Les algues aiment les nitrates rejetés par l’agriculture et l’élevage
Algues vertes en Bretagne - Wikimedia commons

Nous l’avons vu, les algues sont présentes dans la mer depuis la nuit des temps (ou presque). Mais leur prolifération est récente. Elle se nourrit des rejets de nitrates d’azote dans la mer par les rivières qui se jettent aux estuaires.

Les taux de nitrates élevés dans les eaux bretonnes découlent essentiellement de pollutions « diffuses », liées à l’exploitation intensive des sols par des épandages excessifs d’effluents d’élevage [fumiers et lisiers produits par l’activité agricole et plus particulièrement par l’élevage] et d’un usage massif d’intrants [produits rajoutés afin d'améliorer le rendement de la culture] , tous deux caractéristiques du modèle agricole breton développé à partir des années 1960.

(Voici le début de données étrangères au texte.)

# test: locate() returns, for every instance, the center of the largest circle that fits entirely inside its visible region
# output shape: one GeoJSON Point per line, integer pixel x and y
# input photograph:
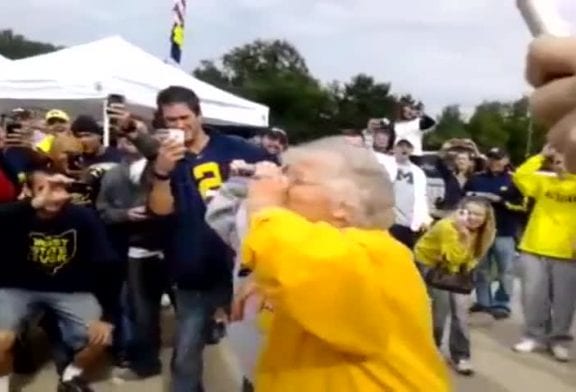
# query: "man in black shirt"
{"type": "Point", "coordinates": [53, 259]}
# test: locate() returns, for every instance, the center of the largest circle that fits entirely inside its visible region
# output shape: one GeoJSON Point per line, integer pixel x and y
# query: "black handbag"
{"type": "Point", "coordinates": [441, 278]}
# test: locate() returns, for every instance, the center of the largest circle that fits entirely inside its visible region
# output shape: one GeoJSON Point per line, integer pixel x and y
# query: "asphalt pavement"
{"type": "Point", "coordinates": [498, 368]}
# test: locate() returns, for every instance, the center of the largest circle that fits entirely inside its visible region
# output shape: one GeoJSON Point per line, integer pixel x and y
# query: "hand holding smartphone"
{"type": "Point", "coordinates": [551, 70]}
{"type": "Point", "coordinates": [177, 135]}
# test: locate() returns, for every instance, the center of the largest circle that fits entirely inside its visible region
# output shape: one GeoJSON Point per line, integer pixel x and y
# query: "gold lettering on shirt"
{"type": "Point", "coordinates": [52, 252]}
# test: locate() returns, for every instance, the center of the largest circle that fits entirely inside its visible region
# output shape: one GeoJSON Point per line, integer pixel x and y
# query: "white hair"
{"type": "Point", "coordinates": [372, 194]}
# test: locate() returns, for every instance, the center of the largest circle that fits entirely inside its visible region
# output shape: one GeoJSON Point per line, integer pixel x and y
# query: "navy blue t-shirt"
{"type": "Point", "coordinates": [199, 259]}
{"type": "Point", "coordinates": [499, 184]}
{"type": "Point", "coordinates": [61, 254]}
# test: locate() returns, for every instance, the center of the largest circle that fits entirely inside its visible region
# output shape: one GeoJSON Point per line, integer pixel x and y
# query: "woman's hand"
{"type": "Point", "coordinates": [551, 69]}
{"type": "Point", "coordinates": [248, 291]}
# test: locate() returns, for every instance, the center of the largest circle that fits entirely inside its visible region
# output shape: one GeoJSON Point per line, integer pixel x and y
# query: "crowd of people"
{"type": "Point", "coordinates": [351, 269]}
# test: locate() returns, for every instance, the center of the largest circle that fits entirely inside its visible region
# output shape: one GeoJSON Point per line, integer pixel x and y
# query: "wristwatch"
{"type": "Point", "coordinates": [161, 177]}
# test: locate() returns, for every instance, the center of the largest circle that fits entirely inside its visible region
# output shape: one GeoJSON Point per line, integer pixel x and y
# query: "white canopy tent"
{"type": "Point", "coordinates": [79, 79]}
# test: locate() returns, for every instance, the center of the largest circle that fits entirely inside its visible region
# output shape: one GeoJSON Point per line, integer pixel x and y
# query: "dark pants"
{"type": "Point", "coordinates": [194, 312]}
{"type": "Point", "coordinates": [405, 235]}
{"type": "Point", "coordinates": [146, 282]}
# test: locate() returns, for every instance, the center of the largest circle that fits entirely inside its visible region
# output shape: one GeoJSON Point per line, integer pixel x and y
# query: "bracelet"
{"type": "Point", "coordinates": [161, 177]}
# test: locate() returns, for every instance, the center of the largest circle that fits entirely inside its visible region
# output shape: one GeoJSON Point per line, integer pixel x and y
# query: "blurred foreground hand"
{"type": "Point", "coordinates": [551, 70]}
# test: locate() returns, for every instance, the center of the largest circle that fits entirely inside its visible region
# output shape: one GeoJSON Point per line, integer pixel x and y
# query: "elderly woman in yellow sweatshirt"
{"type": "Point", "coordinates": [548, 255]}
{"type": "Point", "coordinates": [455, 244]}
{"type": "Point", "coordinates": [351, 312]}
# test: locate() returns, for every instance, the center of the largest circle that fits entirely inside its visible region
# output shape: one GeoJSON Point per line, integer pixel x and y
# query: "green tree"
{"type": "Point", "coordinates": [450, 125]}
{"type": "Point", "coordinates": [15, 46]}
{"type": "Point", "coordinates": [360, 99]}
{"type": "Point", "coordinates": [487, 126]}
{"type": "Point", "coordinates": [275, 74]}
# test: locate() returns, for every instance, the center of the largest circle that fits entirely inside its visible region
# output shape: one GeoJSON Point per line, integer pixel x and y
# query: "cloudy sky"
{"type": "Point", "coordinates": [442, 51]}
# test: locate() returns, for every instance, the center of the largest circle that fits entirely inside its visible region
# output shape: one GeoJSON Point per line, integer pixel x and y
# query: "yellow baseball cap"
{"type": "Point", "coordinates": [57, 114]}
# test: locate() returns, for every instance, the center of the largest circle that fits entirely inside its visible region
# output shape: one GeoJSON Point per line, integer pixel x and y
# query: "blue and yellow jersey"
{"type": "Point", "coordinates": [198, 256]}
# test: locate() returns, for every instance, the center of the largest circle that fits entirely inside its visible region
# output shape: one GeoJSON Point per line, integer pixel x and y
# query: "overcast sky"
{"type": "Point", "coordinates": [441, 51]}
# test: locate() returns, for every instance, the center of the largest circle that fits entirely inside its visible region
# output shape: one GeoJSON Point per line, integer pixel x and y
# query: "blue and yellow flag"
{"type": "Point", "coordinates": [177, 33]}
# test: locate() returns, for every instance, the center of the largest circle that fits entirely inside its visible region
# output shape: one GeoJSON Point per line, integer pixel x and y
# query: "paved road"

Le rapport du Sénat précise que :

Le centre d’étude et de valorisation des algues (CEVA) a établi que 95 à 98 % des nitrates dans l’eau des bassins versants bretons sont d’origine agricole.

Mais ce n’est pas la seule raison :

Au-delà de la seule qualité de l’eau, la prolifération des algues vertes dans les baies bretonnes découle aussi de facteurs environnementaux et climatiques.

Lutter contre les algues vertes
Goémoniers de Ploguerneau - Stephane DENIEL - Licence Wimedia Commons

La lutte est déjà engagée depuis plus de 30 ans.

[Elle est] déclinée en trois axes :

  • Prévenir, en réduisant les flux d’azote vers les baies via des aides [financières] aux agriculteurs ;
  • Guérir, en ramassant systématiquement les algues vertes échouées sur les plages ;
  • Encourager la recherche sur la prolifération et la valorisation des algues vertes.

Le rapport du Sénat constate que, parce qu’elle est basée sur le volontariat des différents « acteurs » (donc sans obligation ni d’action ni de moyens), cette lutte atteint ses limites – notamment parce que les actions menées pour changer les pratiques des agriculteurs sont insuffisantes.

Pour aller plus loin, les financements devraient être mieux ciblés, les aides pour des actions innovantes devraient être renforcées et étendues, etc.

23 recommandations du Sénat

Sans entrer dans les détails, que tu pourras consulter dans le rapport ou en commençant par sa synthèse, le Sénat définit quatre axes d’amélioration :

 

  1. Améliorer la conduite du plan de lutte entre les différents acteurs ;
  2. Rendre plus lisible le système de financement des actions ;
  3. Privilégier les projets innovants pour changer la production agricole ;
  4. Développer les outils d’analyse et de suivi des actions.